If you are moving your agency to Dubai or setting up a UAE subsidiary, your website needs a compliance review before it goes live. UAE content laws are not like the UK's. They are broader, stricter, and enforced more consistently. A blog post that passes muster in Soho can land you in regulatory trouble in DIFC.
This is not about censorship for the sake of it. It is about understanding the legal framework you are operating under. Your agency website is a public face. If it hosts client content, case studies, or even your own blog, you need to know where the lines are.
I have worked with several agency founders who moved operations to Dubai. The ones who tripped up were the ones who assumed "free speech" protections applied. They do not. Let me walk you through what to look for, what to remove, and how to structure your site so you stay compliant without killing your creative output.
What UAE Content Laws Cover
The UAE's cybercrime laws (Federal Decree-Law No. 34 of 2021) and media laws set the boundaries. The key areas that affect agency websites are:
- Criticism of the government. You cannot publish content that criticises the UAE government, its leadership, or its institutions. This includes implied criticism through satire, parody, or negative comparisons.
- Religion. Insulting Islam or any recognised religion is a criminal offence. This includes content that is seen as blasphemous, disrespectful, or that challenges religious doctrine.
- Public morality. Content that is deemed obscene, immoral, or contrary to public decency is prohibited. This is broader than UK "harmful content" laws. It covers language, imagery, and themes that would be considered acceptable in a London agency but not in Dubai.
- National security and social harmony. Content that incites hatred, spreads false news, or threatens social stability is banned. This includes content that could be seen as divisive along sectarian or ethnic lines.
- Defamation and privacy. Defamation laws are strict. Publishing content that damages an individual's or company's reputation can lead to both civil and criminal liability. Privacy laws also protect individuals' images and personal data.
These laws apply to all content published on a website accessible in the UAE. That includes your blog, case studies, client testimonials, portfolio pieces, and any user-generated content (comments, reviews, forum posts).
Why Agency Websites Are Particularly Exposed
Agencies are in a unique position. You do not just publish your own content. You publish client content. You showcase campaigns. You write about sensitive industries. You might run social media accounts for clients that push boundaries.
If a client asks you to run a campaign that includes a satirical take on government policy, and you host that content on your website as a case study, you are both exposed. The client may be based in London. But your website is hosted in Dubai. The UAE authorities can take action against the publisher, which is you.
Similarly, if your agency blog covers topics like Middle Eastern politics, religious commentary, or social issues, you need to be careful. A well-intentioned analysis of regional events can cross a line if it is seen as critical of the UAE's position.
Recruitment agencies face a different risk. Job listings that discriminate on the basis of gender, age, or religion (which is illegal in the UK but common in some regions) need careful handling. You cannot publish content that violates UAE labour laws or social norms.
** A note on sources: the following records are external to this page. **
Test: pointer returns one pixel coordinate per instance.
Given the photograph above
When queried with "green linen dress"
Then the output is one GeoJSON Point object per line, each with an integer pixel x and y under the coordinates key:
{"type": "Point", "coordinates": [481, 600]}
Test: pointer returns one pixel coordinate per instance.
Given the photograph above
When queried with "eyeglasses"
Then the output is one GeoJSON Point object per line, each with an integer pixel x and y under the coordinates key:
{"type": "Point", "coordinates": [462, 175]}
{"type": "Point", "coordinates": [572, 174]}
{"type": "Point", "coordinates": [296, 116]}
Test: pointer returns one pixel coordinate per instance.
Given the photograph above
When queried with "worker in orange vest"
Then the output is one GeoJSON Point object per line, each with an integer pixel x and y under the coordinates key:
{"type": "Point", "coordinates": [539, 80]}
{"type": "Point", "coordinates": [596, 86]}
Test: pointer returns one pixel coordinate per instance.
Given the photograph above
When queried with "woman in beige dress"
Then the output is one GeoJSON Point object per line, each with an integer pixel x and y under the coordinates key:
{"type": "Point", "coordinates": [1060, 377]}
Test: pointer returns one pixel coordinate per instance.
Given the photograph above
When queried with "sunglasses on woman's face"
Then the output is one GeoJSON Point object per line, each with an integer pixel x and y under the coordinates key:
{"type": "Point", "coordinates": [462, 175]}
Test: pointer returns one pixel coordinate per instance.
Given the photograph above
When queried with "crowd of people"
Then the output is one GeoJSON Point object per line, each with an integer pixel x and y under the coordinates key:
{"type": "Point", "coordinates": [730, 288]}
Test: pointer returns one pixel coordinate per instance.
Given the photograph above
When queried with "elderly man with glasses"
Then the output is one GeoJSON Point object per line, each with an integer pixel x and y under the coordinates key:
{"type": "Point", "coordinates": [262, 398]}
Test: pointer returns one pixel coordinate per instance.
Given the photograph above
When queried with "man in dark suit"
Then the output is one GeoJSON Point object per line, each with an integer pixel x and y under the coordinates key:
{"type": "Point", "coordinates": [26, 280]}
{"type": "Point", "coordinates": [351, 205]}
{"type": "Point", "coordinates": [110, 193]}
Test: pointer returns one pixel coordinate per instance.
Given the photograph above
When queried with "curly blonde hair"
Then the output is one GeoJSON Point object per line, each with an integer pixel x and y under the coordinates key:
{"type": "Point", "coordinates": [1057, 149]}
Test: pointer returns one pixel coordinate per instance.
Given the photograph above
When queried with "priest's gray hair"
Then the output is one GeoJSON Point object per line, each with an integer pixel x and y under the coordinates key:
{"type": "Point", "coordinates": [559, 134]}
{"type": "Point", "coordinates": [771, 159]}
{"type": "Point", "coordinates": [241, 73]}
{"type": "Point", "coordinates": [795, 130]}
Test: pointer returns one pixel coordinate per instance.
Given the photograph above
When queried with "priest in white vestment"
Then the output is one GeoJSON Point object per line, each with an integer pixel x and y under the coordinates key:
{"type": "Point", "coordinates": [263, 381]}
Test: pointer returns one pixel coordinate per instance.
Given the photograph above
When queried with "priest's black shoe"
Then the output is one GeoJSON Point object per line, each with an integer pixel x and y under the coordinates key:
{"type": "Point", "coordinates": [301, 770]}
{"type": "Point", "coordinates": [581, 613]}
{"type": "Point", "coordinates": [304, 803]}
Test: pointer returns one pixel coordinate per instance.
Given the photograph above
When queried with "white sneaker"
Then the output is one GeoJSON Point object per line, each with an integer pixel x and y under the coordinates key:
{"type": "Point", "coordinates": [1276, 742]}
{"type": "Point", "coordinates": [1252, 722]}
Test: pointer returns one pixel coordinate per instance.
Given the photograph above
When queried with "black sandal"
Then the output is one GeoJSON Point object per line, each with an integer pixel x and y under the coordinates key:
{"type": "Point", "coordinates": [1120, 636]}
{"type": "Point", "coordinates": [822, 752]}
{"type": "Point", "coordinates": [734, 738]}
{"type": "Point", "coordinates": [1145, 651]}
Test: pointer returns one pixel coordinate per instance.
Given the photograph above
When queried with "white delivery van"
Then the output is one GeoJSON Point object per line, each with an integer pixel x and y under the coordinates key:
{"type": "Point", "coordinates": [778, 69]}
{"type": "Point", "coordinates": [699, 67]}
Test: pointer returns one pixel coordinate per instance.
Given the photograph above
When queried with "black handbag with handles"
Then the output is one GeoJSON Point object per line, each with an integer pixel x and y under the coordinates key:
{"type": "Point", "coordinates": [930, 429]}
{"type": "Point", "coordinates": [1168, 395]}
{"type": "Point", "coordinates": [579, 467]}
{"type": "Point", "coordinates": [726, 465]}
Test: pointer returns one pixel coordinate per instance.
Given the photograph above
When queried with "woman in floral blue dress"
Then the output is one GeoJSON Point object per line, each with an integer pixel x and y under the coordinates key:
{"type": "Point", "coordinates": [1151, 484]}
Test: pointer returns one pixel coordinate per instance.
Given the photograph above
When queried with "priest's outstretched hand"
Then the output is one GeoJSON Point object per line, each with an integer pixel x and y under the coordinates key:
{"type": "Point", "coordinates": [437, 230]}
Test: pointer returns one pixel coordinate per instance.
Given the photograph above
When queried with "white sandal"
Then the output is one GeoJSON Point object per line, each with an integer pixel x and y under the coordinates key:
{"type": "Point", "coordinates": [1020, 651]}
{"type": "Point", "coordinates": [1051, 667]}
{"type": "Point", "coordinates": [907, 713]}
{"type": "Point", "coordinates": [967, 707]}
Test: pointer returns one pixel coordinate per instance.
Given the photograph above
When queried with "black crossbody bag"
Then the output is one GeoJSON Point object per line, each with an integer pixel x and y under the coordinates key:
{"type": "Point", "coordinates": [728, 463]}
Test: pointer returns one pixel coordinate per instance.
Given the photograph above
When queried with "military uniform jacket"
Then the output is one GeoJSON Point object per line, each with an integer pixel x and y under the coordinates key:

Practical Steps to Review Your Website Content
1. Audit Every Page
Start with a full content audit. Use a tool like Screaming Frog or a manual review to list every URL on your site. Then go through each one with a compliance checklist.
Look for:
- Any mention of UAE government, leadership, or institutions that could be read as critical
- Religious references, including symbols, quotes, or commentary
- Imagery that could be considered obscene or immoral (this includes nudity, sexual content, and certain forms of artistic expression)
- Political commentary, especially on regional conflicts or governance
- Satire, parody, or humour that targets sensitive topics
- Client case studies that reference controversial campaigns
If you find anything that raises a flag, remove it or rewrite it. Do not try to "soften" it with disclaimers. Disclaimers do not override criminal law in the UAE.
2. Review Client-Generated Content
If your website hosts client content (testimonials, portfolio pieces, user reviews, forum posts), you need a moderation process. You cannot rely on users to self-censor.
Set up:
- A pre-moderation queue for all user-submitted content
- Clear terms of use that prohibit content violating UAE laws
- A reporting mechanism for users to flag problematic content
- A regular review cycle for existing user content
If you run a social media agency and embed client feeds on your site, those feeds need monitoring too. A client's Instagram post that is fine in London may not be fine in Dubai.
3. Check Your Domain and Hosting
Your domain name itself can be a problem. If your domain includes a word or phrase that is offensive or controversial under UAE law, you could face issues. Choose a neutral, professional domain.
Hosting matters. If your site is hosted on a server outside the UAE, the content is still accessible in the UAE. The authorities can block the site or take action against the owner if they have jurisdiction. If you are a UAE resident or your agency is registered in the UAE, you are within their jurisdiction regardless of where the server is.